In a plenary session of the AACR annual meeting in Washington, D.C., Bert Vogelstein, M.D. discussed how cancer genetics research should influence the future anti-cancer drug discovery programs.
There are more than 300 genes whose mutations play a causative role in cancer onset. They belong to the small number of core pathways through which all of these genes operate to turn normal cells into cancer cells (apoptosis, damage response, Ras etc.). These mutations are called driver mutations.
Out of these more than 90% are loss of function mutations in tumour suppressor genes, the rest (30 genes) are oncogenes. Hence, in most of the cases cancers arise as a result of factors that do not work properly (loss of function). In only a few cases is cancer actually caused by factors that are hyperactive (such as oncogenes) and therefore acted in a deregulated manner (Gain of function)
Given this, it is obvious that the mutant-protein targeted therapy cannot be the only option for identifying new drugs. That is, you cannot inhibit with a drug something that is already mutated and not functional. A valid alternative is to use the so-called mutant pathway targeted therapy. This is a cell based therapy. Examples are the PARP inhibitors and other drugs that affect the damage response or angiogenesis or metabolism.

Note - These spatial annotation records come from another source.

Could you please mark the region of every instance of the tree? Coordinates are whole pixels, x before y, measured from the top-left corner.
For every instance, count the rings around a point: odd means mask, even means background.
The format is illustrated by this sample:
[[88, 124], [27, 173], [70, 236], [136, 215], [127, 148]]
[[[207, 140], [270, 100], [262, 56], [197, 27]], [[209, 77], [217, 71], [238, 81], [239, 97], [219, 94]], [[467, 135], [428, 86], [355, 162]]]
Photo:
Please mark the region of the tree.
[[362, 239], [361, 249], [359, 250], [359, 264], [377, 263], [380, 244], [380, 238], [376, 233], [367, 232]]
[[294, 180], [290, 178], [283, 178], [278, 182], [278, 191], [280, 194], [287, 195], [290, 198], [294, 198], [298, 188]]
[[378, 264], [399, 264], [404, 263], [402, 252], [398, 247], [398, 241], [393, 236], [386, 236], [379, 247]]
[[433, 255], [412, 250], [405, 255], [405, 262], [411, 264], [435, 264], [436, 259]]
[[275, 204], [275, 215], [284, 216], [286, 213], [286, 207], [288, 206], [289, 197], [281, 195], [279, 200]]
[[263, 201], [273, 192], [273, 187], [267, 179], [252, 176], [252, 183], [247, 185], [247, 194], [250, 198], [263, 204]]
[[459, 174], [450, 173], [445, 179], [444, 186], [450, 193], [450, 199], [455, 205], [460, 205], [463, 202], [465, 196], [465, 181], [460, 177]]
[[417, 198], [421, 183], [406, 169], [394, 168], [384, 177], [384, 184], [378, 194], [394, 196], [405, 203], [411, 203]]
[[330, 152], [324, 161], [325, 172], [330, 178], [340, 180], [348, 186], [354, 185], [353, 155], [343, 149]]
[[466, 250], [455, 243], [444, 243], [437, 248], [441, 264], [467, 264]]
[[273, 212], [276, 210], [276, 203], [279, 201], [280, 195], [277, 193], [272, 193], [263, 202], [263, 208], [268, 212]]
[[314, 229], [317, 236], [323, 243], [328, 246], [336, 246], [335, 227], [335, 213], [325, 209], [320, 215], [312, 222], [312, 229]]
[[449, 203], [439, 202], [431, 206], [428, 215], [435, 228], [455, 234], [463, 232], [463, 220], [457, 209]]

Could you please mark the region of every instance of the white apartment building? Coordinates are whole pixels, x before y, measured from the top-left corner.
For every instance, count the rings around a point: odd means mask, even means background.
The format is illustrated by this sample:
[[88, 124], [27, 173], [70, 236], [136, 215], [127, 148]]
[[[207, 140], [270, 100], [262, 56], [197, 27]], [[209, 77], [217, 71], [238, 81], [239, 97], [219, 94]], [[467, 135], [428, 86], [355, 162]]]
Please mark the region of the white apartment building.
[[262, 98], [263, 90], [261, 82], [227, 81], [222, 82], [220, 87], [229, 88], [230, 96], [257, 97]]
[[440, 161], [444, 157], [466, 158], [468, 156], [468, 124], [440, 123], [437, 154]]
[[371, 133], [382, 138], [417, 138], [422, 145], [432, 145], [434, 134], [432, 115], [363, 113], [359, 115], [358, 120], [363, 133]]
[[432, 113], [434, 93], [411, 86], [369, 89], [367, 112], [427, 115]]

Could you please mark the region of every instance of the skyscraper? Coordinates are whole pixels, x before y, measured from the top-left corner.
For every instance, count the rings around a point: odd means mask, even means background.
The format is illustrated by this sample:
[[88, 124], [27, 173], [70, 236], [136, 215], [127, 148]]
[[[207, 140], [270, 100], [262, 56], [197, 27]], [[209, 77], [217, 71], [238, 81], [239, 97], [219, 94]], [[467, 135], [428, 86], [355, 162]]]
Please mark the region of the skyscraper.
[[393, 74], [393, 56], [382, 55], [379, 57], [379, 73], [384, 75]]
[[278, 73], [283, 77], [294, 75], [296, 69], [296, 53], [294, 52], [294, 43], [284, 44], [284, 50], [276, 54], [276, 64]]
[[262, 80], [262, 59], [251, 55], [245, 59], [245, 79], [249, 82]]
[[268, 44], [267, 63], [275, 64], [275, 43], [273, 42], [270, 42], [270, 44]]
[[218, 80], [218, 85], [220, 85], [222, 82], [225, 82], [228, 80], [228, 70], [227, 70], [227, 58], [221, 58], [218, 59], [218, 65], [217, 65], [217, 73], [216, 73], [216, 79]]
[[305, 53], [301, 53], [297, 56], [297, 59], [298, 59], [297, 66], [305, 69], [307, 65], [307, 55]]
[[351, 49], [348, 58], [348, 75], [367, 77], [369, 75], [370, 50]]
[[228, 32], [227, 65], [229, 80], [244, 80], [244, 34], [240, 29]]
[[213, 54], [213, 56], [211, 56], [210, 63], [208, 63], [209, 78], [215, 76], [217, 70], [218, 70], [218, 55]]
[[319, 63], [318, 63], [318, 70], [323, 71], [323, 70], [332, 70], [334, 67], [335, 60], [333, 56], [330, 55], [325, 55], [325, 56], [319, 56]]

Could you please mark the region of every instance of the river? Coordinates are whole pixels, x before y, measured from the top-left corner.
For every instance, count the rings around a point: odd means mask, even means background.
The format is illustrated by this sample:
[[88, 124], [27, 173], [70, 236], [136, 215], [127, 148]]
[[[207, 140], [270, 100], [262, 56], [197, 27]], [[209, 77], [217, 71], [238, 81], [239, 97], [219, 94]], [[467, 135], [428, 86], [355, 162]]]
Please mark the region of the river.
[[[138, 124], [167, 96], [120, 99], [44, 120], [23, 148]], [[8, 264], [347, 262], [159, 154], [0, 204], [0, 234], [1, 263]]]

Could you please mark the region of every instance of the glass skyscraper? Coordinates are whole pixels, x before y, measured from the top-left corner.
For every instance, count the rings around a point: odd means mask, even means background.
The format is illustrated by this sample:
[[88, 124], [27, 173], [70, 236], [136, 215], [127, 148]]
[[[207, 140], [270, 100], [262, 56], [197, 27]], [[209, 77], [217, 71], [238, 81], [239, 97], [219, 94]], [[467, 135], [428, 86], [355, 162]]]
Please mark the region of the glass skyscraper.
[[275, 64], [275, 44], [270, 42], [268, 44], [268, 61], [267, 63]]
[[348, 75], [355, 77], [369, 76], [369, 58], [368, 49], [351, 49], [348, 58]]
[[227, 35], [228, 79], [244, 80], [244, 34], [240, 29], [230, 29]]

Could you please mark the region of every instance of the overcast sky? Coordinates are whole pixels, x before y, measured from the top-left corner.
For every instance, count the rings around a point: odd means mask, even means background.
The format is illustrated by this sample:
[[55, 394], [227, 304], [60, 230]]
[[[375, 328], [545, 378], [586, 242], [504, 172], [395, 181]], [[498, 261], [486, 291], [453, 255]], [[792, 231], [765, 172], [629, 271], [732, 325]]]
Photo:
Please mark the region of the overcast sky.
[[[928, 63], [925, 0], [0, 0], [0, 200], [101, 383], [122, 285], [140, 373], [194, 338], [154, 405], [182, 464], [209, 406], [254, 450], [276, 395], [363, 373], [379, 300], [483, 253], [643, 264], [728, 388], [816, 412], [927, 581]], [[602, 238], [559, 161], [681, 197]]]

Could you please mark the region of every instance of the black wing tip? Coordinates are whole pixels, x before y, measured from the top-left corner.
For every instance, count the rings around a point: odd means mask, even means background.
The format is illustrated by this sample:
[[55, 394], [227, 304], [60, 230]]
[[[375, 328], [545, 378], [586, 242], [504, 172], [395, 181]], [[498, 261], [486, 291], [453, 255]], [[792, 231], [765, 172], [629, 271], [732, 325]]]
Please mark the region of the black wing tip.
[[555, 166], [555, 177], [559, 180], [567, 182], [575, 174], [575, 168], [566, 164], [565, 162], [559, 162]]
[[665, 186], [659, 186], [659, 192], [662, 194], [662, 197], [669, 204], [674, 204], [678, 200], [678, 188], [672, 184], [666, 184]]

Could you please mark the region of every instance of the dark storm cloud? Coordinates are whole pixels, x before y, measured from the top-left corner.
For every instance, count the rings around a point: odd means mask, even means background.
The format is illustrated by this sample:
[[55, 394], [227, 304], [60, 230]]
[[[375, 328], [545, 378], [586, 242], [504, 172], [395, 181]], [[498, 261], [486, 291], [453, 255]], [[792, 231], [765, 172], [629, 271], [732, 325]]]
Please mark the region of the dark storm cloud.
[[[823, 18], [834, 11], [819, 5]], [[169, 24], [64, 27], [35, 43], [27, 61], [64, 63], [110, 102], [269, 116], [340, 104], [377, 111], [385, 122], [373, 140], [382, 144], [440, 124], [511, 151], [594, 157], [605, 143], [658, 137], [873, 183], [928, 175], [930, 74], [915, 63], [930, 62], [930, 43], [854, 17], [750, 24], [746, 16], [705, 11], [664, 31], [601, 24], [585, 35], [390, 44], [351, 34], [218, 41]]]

Vogelstein says, "The single biggest challenge we face is how to apply this knowledge. We now have a mountain of information about cancer and the most difficult part is figuring out how to use this knowledge to help people."
Vogelstein was very clear about one research direction that he believes is currently underestimated but critical for overcoming this challenge: "I believe that the primary way in which cancer deaths will be reduced in the future is through early detection and prevention rather than through the cure of advanced disease."